I was just in Lush in Seattle last week and was comparing their bath bombs to mine. They are marked as 7 oz but I suspect vary from 6-8 oz. They are almost identical in size to the ones I make but mine are almost 9 oz because I use a lot of hard oils. For the molds - I use the mega bomb molds from Brambleberry. I bought a dozen of them and they have worked well for me. I will say though that smaller bombs work better for sale so if you're only going to buy them for 1 person, I'd only buy one or two sets instead of a dozen or more.


----------



## misera (Jul 29, 2015)

Lots of people mentioned the WSP ones and just wanted to comment. The large ones are 2.75" If they stop sticking together (each half), just dump it back in your bowl, spritz with alcohol, mix, spritz, mix, spritz, then back into the mold and squish! That always fixes it for me. I also found it much easier to use two of the same side molds.
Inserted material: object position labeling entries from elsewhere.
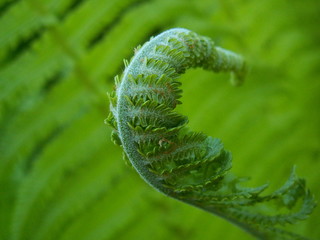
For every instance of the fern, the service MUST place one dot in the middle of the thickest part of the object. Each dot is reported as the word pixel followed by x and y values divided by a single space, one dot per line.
pixel 60 176
pixel 182 164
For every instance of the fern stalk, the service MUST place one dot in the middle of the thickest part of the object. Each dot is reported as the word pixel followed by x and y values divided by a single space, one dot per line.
pixel 186 165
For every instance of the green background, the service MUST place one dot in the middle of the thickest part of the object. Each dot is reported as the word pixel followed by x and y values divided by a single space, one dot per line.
pixel 61 177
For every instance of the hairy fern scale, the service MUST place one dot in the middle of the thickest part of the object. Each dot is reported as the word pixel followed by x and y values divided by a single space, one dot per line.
pixel 187 165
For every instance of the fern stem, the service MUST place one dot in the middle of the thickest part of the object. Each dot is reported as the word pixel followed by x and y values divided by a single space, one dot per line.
pixel 182 164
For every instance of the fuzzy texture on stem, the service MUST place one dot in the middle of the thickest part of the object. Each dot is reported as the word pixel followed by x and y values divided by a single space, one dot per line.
pixel 187 165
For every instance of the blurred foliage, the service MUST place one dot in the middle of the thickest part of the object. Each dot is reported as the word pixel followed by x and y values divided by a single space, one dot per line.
pixel 60 175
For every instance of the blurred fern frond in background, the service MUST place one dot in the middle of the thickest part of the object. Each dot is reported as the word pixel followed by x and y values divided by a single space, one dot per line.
pixel 60 175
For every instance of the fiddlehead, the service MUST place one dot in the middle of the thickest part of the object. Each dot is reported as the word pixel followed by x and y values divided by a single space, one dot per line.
pixel 186 165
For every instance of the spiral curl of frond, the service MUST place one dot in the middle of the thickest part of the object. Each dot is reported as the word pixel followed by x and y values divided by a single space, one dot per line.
pixel 187 165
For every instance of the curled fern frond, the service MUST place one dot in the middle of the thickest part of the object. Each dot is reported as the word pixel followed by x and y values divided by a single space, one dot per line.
pixel 183 164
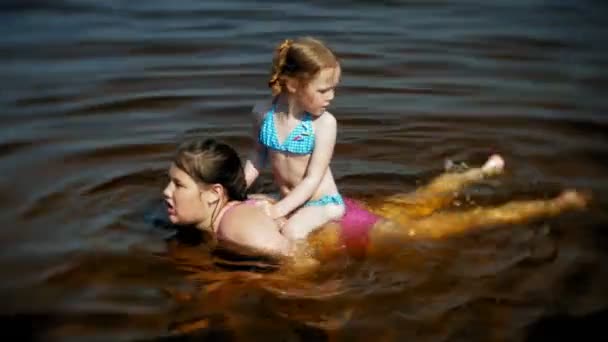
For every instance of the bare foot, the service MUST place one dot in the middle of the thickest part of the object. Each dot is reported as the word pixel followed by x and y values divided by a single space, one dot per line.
pixel 572 199
pixel 493 166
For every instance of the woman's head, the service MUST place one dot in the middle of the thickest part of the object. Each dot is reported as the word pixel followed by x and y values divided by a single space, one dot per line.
pixel 204 175
pixel 307 69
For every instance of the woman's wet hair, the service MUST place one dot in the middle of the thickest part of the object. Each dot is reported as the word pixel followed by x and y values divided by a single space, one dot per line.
pixel 211 162
pixel 301 59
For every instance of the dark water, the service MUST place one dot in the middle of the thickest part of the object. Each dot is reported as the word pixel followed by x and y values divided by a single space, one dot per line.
pixel 95 94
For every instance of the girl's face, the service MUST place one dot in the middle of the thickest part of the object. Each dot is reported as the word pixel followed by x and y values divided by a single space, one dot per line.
pixel 316 95
pixel 189 203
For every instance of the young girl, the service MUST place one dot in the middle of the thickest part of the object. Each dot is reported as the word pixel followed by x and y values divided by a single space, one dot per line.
pixel 298 134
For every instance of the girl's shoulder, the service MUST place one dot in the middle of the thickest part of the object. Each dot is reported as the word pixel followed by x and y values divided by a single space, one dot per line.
pixel 261 107
pixel 327 119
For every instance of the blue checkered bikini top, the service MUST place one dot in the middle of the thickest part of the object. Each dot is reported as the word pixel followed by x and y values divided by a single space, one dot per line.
pixel 301 140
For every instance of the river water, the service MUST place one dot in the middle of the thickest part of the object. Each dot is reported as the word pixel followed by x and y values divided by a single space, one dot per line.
pixel 95 95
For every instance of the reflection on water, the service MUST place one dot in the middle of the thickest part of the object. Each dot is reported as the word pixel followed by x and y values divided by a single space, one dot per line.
pixel 95 96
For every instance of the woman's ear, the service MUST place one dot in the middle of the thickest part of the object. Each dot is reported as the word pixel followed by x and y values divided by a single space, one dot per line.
pixel 212 193
pixel 292 84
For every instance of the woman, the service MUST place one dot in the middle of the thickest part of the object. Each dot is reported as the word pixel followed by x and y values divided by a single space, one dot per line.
pixel 207 189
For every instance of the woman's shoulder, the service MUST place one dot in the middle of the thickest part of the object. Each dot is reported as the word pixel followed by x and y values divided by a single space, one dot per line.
pixel 249 225
pixel 240 219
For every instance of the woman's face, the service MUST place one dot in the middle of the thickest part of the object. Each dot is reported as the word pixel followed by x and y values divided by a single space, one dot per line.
pixel 189 203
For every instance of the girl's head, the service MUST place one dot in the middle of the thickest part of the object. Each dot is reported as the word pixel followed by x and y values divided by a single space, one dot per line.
pixel 308 71
pixel 204 175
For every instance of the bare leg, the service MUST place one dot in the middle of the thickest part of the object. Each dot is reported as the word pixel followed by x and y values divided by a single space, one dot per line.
pixel 307 219
pixel 438 193
pixel 445 224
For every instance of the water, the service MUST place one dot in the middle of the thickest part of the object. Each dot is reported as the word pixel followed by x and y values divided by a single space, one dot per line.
pixel 95 96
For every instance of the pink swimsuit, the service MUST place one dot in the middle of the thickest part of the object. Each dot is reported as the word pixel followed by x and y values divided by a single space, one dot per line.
pixel 356 224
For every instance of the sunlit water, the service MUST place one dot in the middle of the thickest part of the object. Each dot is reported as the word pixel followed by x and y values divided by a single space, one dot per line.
pixel 96 94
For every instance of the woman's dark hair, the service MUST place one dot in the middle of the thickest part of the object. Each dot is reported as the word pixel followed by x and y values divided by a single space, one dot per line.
pixel 212 162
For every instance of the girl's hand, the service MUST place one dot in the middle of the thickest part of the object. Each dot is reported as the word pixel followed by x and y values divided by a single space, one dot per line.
pixel 273 213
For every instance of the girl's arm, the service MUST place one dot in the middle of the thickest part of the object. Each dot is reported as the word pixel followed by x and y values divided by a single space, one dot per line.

So you would need to get 2 sets. One side it has a step down, other a step up to make the mold fit and hold together, but I found I would keep getting bath bomb stuck in between when I compacted a large amount to get the bombs to stick. So it would create an long sphere/oval shape bomb and a thick connected saturn ring. Brushing the ring off would leave the oval shaped sphere. So using 2 of the ones that step outward, you can lessen the amount that gets trapped and still jam pack the mold to make sure it sticks. Or your can go with the clear acrylic christmas ornaments that just snap together without that ring around it. My small size bombs from their 1.75" mold were about 3 oz each. I was able to unmold them immediately after pressing together. Just use your fingers or a spoon to tap on it on both sides before removing the top or bottom, then remove the other side by letting it drop out into your hand. No cracks!


----------